International cricketers are miserable too
Think your life's a drudge and a chore? Well, join the queue, why don't you?
Andrew Hughes
13-Mar-2013

"… And then they wrenched my PlayStation from my hands, just like that" • Getty Images
Being an international cricketer sounds like fun. Stretching your calves on first-class flights, tweeting about some tatty vehicle you're being paid to like, launching into the occasional burst of activity on a field, offering a few platitudes for the cameras, then being driven back to a five-star hotel for the serious business of ordering exotic snacks from room service and beating your personal best on Celebrity Mole Catcher 2013.

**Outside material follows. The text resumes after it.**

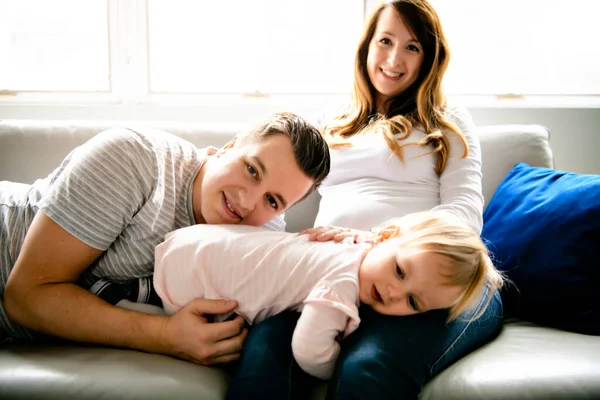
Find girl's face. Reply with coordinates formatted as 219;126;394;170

It's a small comfort to us, as we haul our sorry carcasses across town in flu-ridden buses and queue with the other early-morning zombies in franchised coffee-themed-grit retailers, that somewhere on the planet a troupe of young men are enjoying the good life, that the spirit of CB Fry lives on, and that at least one collection of humans is not condemned to the hell of commuting, offices, and pretending that they care about this month's sales figures.

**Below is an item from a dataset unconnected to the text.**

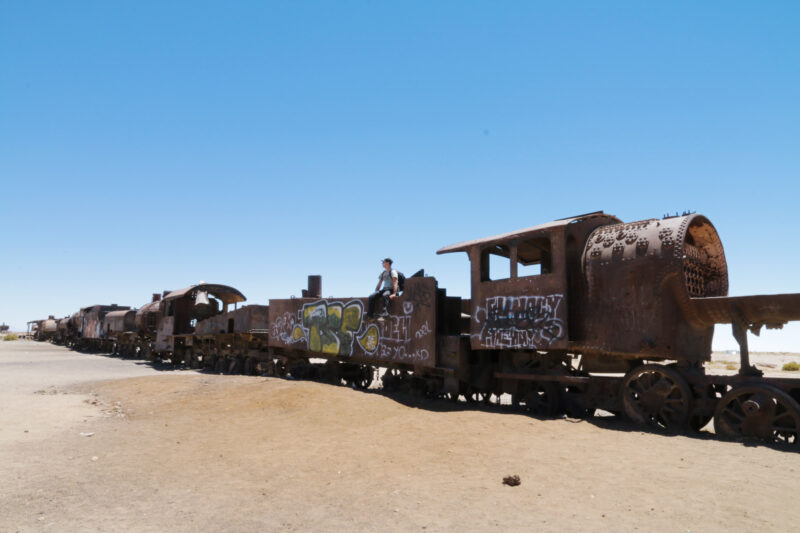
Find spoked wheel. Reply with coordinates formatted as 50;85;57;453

But the truth is that cricketers are prisoners. Not only do they have to spend their time being shouted at by fitness instructors, prodded by doctors and having a team of nutritionists standing over them with clipboards while they eat, if they attempt to sneak out for a quick drink, they are likely to be bundled into a van by the fun police and sent for re-education at Alec Stewart's Clean-Living, Responsibility and Well-Being Camp.
And on top of all that, they have to endure exactly the same gibberish as the rest of us. Time was when it would take a lot for an Australian to be dropped from a touring squad. He'd have to drink so much he forgot how to hold a bat, or steal a plane and buzz the Himalayas. But Watson, Johnson, Khawaja and Pattinson have been cast out because they didn't do their homework - specifically, coming up with three reasons each why Australia aren't winning.
Anyone who has served time in an office has seen all this before. When a company is going down the tubes (often because managers have spent millions on changing the corporate colours from aquamarine to turquoise, or have implemented an exciting new peanut-based remuneration package) said managers often approach their staff in such a fashion, to ask if they've got any ideas to turn things around. Employees tend to respond thus:
1. I don't know, I just do the filing and answer the phone.
2. Anyway, isn't that what you're paid to do?
2. Anyway, isn't that what you're paid to do?
Four Australians declined to take part. I don't blame them, particularly Watson, who is about to become a father, and presumably has more important things to worry about than scribbling catchy slogans on Post-It's. But in the style of insecure office tyrants the world over, Mickey Arthur has cut off his nose to teach his face a lesson. It's a useful reminder that no matter how young, pretty or talented you are, there's always someone with a flip chart who wants to make your life a little more miserable.